第26話 何がよかったんだろ?

 何ですかね、この展開は。


「いやー。やっぱり、いなりずしは最高だよー」


「…………」


「…………」


 いつも以上に上機嫌なテンちゃん。チラチラとお互いの様子をうかがいながら食事をする僕と天霧あまぎりさん。異様すぎて思わず逃げ出してしまいそう。


 といいますか、よくよく冷静になって考えてみれば、これはかなりまずい状況です。なぜなら、テンちゃんは本来この学校にいちゃいけない人なんですから。幸いにしてこの学校の規模は大きく、生徒数もそれなりに多いです。だから、天霧さんが今すぐテンちゃんを不審者呼ばわりすることはない……と思いますけど。


「君、さっきから手が止まってるよ。いいのかなー? 私が、その最後の唐揚げをもらっちゃっても」


「ちょ、テンちゃん! 僕の楽しみとらないでください!」


「冗談、冗談。ニヒヒ。やっぱり君はからかいがいがあるよ」


「もー」


 油断も隙もない人ですね、まったく。


 僕は、テンちゃんにとられないよう、残り一つとなった唐揚げを口の中へ放り込みました。


 まあ、とりあえず、いろいろバレそうになったら頑張ってごまかしましょう。

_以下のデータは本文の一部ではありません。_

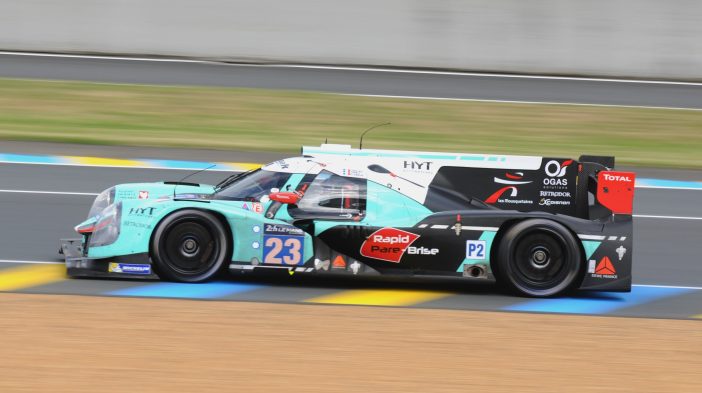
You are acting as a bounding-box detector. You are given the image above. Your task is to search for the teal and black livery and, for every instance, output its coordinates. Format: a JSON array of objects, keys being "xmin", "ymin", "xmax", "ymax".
[{"xmin": 61, "ymin": 145, "xmax": 634, "ymax": 297}]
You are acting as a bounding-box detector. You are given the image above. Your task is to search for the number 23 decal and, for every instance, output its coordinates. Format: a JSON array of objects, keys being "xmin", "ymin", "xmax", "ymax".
[{"xmin": 263, "ymin": 236, "xmax": 303, "ymax": 265}]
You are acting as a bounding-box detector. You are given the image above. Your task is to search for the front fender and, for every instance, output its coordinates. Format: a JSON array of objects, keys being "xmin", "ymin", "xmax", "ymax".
[{"xmin": 88, "ymin": 199, "xmax": 263, "ymax": 260}]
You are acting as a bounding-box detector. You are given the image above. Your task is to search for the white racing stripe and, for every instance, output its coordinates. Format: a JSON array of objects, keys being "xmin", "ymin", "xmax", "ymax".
[
  {"xmin": 0, "ymin": 190, "xmax": 98, "ymax": 196},
  {"xmin": 0, "ymin": 189, "xmax": 702, "ymax": 219},
  {"xmin": 0, "ymin": 51, "xmax": 702, "ymax": 86}
]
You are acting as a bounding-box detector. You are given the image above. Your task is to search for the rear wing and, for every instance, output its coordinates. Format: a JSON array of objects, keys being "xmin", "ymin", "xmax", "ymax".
[{"xmin": 577, "ymin": 156, "xmax": 636, "ymax": 220}]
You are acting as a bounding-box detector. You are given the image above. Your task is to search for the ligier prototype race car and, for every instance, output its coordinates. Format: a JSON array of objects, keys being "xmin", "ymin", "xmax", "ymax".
[{"xmin": 61, "ymin": 145, "xmax": 635, "ymax": 297}]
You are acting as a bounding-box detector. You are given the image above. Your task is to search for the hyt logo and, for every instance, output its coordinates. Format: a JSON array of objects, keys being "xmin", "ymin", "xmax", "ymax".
[
  {"xmin": 129, "ymin": 207, "xmax": 156, "ymax": 216},
  {"xmin": 361, "ymin": 228, "xmax": 420, "ymax": 263},
  {"xmin": 466, "ymin": 240, "xmax": 487, "ymax": 260},
  {"xmin": 403, "ymin": 161, "xmax": 432, "ymax": 171}
]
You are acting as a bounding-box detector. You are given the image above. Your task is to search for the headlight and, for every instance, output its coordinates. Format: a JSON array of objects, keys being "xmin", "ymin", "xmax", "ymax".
[
  {"xmin": 90, "ymin": 202, "xmax": 122, "ymax": 247},
  {"xmin": 88, "ymin": 187, "xmax": 115, "ymax": 218}
]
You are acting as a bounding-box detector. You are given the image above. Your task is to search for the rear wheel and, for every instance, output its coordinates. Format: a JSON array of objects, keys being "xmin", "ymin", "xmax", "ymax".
[
  {"xmin": 497, "ymin": 219, "xmax": 583, "ymax": 297},
  {"xmin": 151, "ymin": 209, "xmax": 230, "ymax": 282}
]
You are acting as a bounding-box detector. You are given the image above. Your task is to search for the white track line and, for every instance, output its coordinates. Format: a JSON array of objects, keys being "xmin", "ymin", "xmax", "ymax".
[
  {"xmin": 0, "ymin": 259, "xmax": 702, "ymax": 290},
  {"xmin": 0, "ymin": 190, "xmax": 98, "ymax": 196},
  {"xmin": 0, "ymin": 51, "xmax": 220, "ymax": 64},
  {"xmin": 338, "ymin": 93, "xmax": 702, "ymax": 112},
  {"xmin": 636, "ymin": 186, "xmax": 702, "ymax": 191},
  {"xmin": 634, "ymin": 214, "xmax": 702, "ymax": 220},
  {"xmin": 0, "ymin": 259, "xmax": 64, "ymax": 265},
  {"xmin": 632, "ymin": 284, "xmax": 702, "ymax": 290},
  {"xmin": 0, "ymin": 51, "xmax": 702, "ymax": 86}
]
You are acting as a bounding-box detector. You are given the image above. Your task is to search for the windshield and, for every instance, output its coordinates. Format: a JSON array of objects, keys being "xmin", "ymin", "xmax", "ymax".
[{"xmin": 214, "ymin": 169, "xmax": 290, "ymax": 201}]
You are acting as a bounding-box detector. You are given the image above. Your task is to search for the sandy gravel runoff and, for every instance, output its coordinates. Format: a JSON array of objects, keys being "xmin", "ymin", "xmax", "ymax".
[{"xmin": 0, "ymin": 293, "xmax": 702, "ymax": 393}]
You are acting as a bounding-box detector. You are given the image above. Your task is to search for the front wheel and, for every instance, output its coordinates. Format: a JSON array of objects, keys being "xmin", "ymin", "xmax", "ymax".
[
  {"xmin": 151, "ymin": 209, "xmax": 230, "ymax": 282},
  {"xmin": 497, "ymin": 219, "xmax": 583, "ymax": 297}
]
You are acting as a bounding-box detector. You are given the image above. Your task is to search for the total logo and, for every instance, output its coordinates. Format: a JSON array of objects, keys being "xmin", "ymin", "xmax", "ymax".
[
  {"xmin": 361, "ymin": 228, "xmax": 420, "ymax": 263},
  {"xmin": 587, "ymin": 257, "xmax": 618, "ymax": 279},
  {"xmin": 544, "ymin": 160, "xmax": 573, "ymax": 186},
  {"xmin": 602, "ymin": 173, "xmax": 631, "ymax": 183}
]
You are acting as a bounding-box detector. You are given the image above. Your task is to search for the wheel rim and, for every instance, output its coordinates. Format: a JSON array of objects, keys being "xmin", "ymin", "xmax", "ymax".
[
  {"xmin": 510, "ymin": 229, "xmax": 570, "ymax": 289},
  {"xmin": 163, "ymin": 219, "xmax": 220, "ymax": 276}
]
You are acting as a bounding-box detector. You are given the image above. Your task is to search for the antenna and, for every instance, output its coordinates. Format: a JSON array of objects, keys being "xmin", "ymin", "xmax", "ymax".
[
  {"xmin": 173, "ymin": 164, "xmax": 217, "ymax": 199},
  {"xmin": 358, "ymin": 122, "xmax": 392, "ymax": 150}
]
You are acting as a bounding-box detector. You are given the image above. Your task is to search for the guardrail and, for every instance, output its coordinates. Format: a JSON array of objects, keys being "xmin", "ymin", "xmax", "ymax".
[{"xmin": 0, "ymin": 0, "xmax": 702, "ymax": 80}]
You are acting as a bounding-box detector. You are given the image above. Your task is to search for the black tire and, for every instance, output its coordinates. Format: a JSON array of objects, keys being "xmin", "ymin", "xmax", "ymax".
[
  {"xmin": 496, "ymin": 219, "xmax": 584, "ymax": 297},
  {"xmin": 151, "ymin": 209, "xmax": 231, "ymax": 282}
]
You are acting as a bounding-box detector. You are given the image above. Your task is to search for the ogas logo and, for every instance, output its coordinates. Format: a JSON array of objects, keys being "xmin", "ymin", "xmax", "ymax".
[{"xmin": 544, "ymin": 160, "xmax": 573, "ymax": 186}]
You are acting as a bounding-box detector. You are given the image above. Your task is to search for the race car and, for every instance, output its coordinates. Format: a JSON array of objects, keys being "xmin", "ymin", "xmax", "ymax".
[{"xmin": 60, "ymin": 144, "xmax": 635, "ymax": 297}]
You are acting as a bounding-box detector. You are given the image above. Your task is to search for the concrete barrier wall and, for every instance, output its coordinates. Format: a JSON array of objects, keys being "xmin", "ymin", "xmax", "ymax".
[{"xmin": 0, "ymin": 0, "xmax": 702, "ymax": 79}]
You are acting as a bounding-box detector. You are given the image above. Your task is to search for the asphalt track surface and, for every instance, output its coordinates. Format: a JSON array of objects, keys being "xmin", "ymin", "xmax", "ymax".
[
  {"xmin": 0, "ymin": 157, "xmax": 702, "ymax": 318},
  {"xmin": 0, "ymin": 52, "xmax": 702, "ymax": 110}
]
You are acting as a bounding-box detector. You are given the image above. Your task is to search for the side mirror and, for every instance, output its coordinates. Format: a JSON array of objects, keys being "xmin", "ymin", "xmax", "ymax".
[{"xmin": 268, "ymin": 192, "xmax": 302, "ymax": 205}]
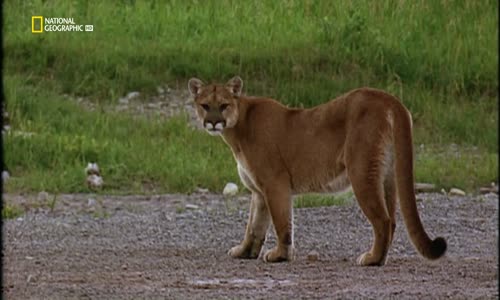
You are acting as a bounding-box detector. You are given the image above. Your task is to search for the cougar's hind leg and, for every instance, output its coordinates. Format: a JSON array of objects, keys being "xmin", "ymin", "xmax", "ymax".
[
  {"xmin": 384, "ymin": 166, "xmax": 397, "ymax": 246},
  {"xmin": 229, "ymin": 192, "xmax": 271, "ymax": 258},
  {"xmin": 346, "ymin": 146, "xmax": 393, "ymax": 266},
  {"xmin": 264, "ymin": 184, "xmax": 294, "ymax": 262}
]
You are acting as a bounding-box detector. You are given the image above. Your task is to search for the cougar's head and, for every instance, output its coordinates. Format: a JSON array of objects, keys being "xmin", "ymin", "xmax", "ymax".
[{"xmin": 188, "ymin": 76, "xmax": 243, "ymax": 135}]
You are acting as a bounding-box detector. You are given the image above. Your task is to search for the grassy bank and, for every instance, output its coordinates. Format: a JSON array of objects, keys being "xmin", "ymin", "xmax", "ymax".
[{"xmin": 4, "ymin": 0, "xmax": 498, "ymax": 192}]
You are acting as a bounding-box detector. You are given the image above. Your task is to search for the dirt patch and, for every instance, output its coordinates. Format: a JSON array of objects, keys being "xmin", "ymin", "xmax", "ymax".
[{"xmin": 3, "ymin": 194, "xmax": 498, "ymax": 299}]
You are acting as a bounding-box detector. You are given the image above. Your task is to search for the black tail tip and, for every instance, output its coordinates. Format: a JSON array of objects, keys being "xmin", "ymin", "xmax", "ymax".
[{"xmin": 429, "ymin": 237, "xmax": 447, "ymax": 259}]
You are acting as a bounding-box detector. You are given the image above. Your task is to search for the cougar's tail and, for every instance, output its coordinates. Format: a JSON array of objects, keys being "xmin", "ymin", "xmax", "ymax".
[{"xmin": 393, "ymin": 105, "xmax": 446, "ymax": 259}]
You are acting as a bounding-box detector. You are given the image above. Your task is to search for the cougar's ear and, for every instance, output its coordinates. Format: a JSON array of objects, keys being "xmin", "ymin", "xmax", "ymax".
[
  {"xmin": 226, "ymin": 76, "xmax": 243, "ymax": 96},
  {"xmin": 188, "ymin": 77, "xmax": 204, "ymax": 96}
]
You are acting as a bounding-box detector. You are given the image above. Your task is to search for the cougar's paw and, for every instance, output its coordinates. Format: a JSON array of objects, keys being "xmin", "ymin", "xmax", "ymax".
[
  {"xmin": 357, "ymin": 252, "xmax": 385, "ymax": 266},
  {"xmin": 227, "ymin": 245, "xmax": 259, "ymax": 258},
  {"xmin": 263, "ymin": 247, "xmax": 292, "ymax": 262}
]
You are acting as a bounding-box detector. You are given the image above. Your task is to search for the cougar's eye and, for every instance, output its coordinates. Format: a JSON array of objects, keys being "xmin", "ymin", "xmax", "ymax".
[{"xmin": 219, "ymin": 103, "xmax": 229, "ymax": 112}]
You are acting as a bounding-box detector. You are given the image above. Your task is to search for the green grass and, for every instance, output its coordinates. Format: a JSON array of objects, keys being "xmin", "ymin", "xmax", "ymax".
[{"xmin": 3, "ymin": 0, "xmax": 498, "ymax": 197}]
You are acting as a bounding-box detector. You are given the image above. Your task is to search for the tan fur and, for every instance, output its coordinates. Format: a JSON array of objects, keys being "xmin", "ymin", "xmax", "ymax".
[{"xmin": 189, "ymin": 77, "xmax": 446, "ymax": 265}]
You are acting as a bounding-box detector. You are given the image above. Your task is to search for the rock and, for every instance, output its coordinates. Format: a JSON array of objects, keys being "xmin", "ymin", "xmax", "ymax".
[
  {"xmin": 87, "ymin": 198, "xmax": 96, "ymax": 206},
  {"xmin": 222, "ymin": 182, "xmax": 238, "ymax": 196},
  {"xmin": 87, "ymin": 174, "xmax": 104, "ymax": 189},
  {"xmin": 307, "ymin": 250, "xmax": 319, "ymax": 261},
  {"xmin": 36, "ymin": 191, "xmax": 49, "ymax": 202},
  {"xmin": 185, "ymin": 204, "xmax": 200, "ymax": 209},
  {"xmin": 85, "ymin": 163, "xmax": 100, "ymax": 175},
  {"xmin": 2, "ymin": 171, "xmax": 10, "ymax": 182},
  {"xmin": 196, "ymin": 188, "xmax": 209, "ymax": 194},
  {"xmin": 415, "ymin": 183, "xmax": 436, "ymax": 193},
  {"xmin": 127, "ymin": 92, "xmax": 141, "ymax": 101},
  {"xmin": 479, "ymin": 186, "xmax": 498, "ymax": 194},
  {"xmin": 448, "ymin": 188, "xmax": 465, "ymax": 196}
]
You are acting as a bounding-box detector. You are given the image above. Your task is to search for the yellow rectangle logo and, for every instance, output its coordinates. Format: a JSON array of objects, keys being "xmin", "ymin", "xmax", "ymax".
[{"xmin": 31, "ymin": 16, "xmax": 43, "ymax": 33}]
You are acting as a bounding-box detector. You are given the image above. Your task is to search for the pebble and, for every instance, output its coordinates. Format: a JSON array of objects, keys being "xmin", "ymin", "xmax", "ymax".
[
  {"xmin": 36, "ymin": 191, "xmax": 49, "ymax": 202},
  {"xmin": 87, "ymin": 174, "xmax": 104, "ymax": 189},
  {"xmin": 415, "ymin": 183, "xmax": 436, "ymax": 193},
  {"xmin": 87, "ymin": 198, "xmax": 96, "ymax": 206},
  {"xmin": 2, "ymin": 171, "xmax": 10, "ymax": 182},
  {"xmin": 222, "ymin": 182, "xmax": 238, "ymax": 196},
  {"xmin": 127, "ymin": 92, "xmax": 141, "ymax": 100},
  {"xmin": 449, "ymin": 188, "xmax": 465, "ymax": 196},
  {"xmin": 85, "ymin": 162, "xmax": 100, "ymax": 175},
  {"xmin": 185, "ymin": 204, "xmax": 200, "ymax": 209},
  {"xmin": 307, "ymin": 250, "xmax": 319, "ymax": 261}
]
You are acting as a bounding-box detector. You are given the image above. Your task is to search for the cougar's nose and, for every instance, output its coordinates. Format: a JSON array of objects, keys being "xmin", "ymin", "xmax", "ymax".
[{"xmin": 204, "ymin": 120, "xmax": 226, "ymax": 130}]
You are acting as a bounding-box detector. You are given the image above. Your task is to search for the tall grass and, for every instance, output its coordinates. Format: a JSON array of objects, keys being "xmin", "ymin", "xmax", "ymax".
[{"xmin": 3, "ymin": 0, "xmax": 498, "ymax": 195}]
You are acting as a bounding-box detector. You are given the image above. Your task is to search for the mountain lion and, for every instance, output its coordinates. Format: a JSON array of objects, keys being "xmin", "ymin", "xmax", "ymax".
[{"xmin": 188, "ymin": 76, "xmax": 446, "ymax": 266}]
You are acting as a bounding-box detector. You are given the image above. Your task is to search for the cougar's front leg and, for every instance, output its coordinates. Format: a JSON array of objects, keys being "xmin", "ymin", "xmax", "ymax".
[
  {"xmin": 264, "ymin": 184, "xmax": 294, "ymax": 262},
  {"xmin": 229, "ymin": 192, "xmax": 271, "ymax": 258}
]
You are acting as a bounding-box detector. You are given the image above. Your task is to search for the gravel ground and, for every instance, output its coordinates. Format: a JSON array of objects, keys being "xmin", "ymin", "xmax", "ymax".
[{"xmin": 3, "ymin": 193, "xmax": 498, "ymax": 299}]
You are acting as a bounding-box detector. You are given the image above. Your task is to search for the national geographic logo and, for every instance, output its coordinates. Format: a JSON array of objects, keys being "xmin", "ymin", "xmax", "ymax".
[
  {"xmin": 31, "ymin": 16, "xmax": 43, "ymax": 33},
  {"xmin": 31, "ymin": 16, "xmax": 94, "ymax": 33}
]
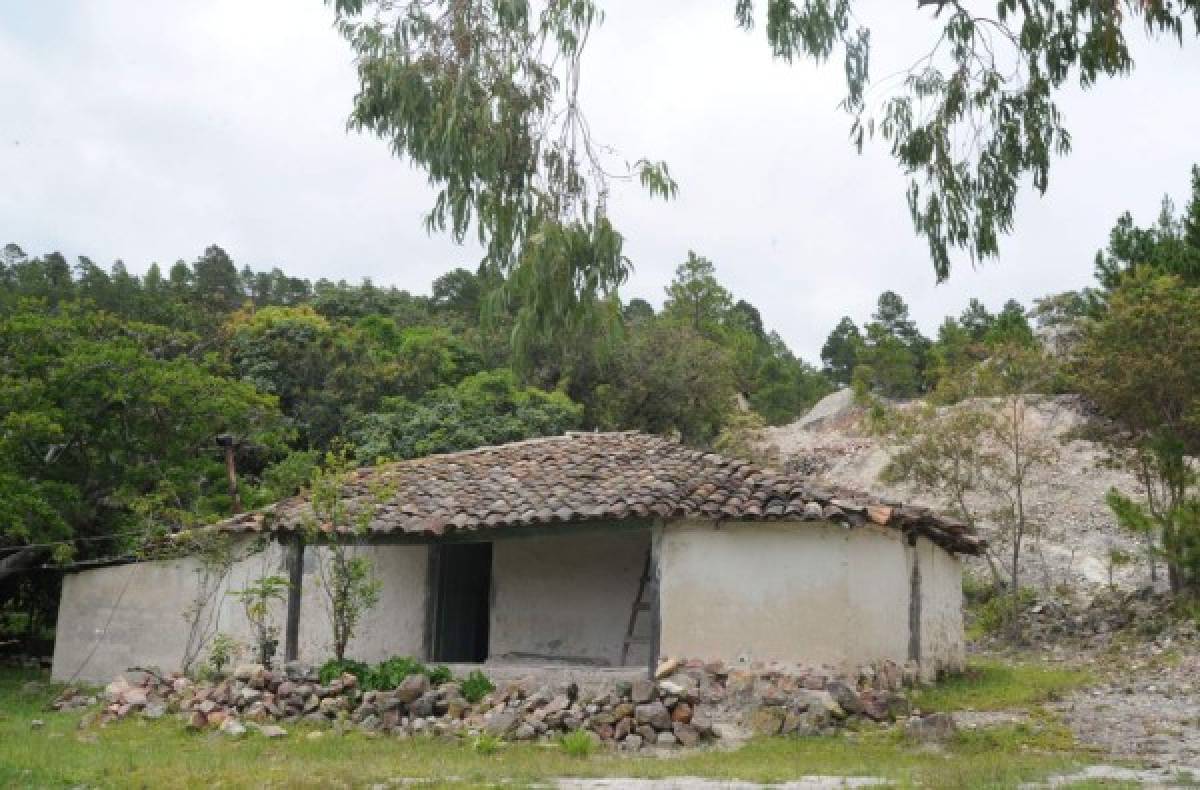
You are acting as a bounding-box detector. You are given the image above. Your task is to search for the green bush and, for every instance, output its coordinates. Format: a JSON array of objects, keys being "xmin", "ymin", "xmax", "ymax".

テンちゃん、記憶をどうこうする力とか持ってないですかね? あれば便利なんですけど。


「……ちゃん付け、いいなあ」


 不意に、天霧さんがボソリと何かを呟きました。


「天霧さん、何か言った?」


「な、何でもない、よ」


 ブンブンと手を振りながら否定する天霧さん。そんな天霧さんを、テンちゃんはニヤニヤ顔で見つめます。


「ねえ、あなた。何か知りたいことがあるんじゃないの?」


「……え?」


「隠しても無駄だよ。知りたいことがあったから、私たちのこと覗いてたんでしょ」


 自白を迫る刑事のように質問するテンちゃん。


 先ほど、僕たちに見つかった天霧さんは、何かを隠している様子でした。一体何を隠しているのか僕には分かりませんでしたが、どうやら、テンちゃんには大体の見当がついているようです。


「知りたいことって……。そうなの? 天霧さん」


「…………う、うん」


 僕の言葉に、天霧さんはゆっくりと頷きます。緊張の面持ち。揺れる瞳。こちらまで聞こえる呼吸音。これは深呼吸の音でしょうか。


「あ、あの……」


 やがて、意を決したように両手を握りしめながら、天霧さんは僕たちに向かってこう問いかけました。







「そ、その……ふ、二人は、こ、恋人、なんだよね?」







「違うよ」「違うけど」


「……ふえ?」


 大きく見開かれる天霧さんの目。


「僕とテンちゃんはただの将棋仲間だよ」


「し、将棋仲間?」


「うん」


「ほ、本当に?」


「本当に」


 僕の顔をじっと凝視する天霧さん。それはまるで、僕の言葉の真意を探っているかのよう。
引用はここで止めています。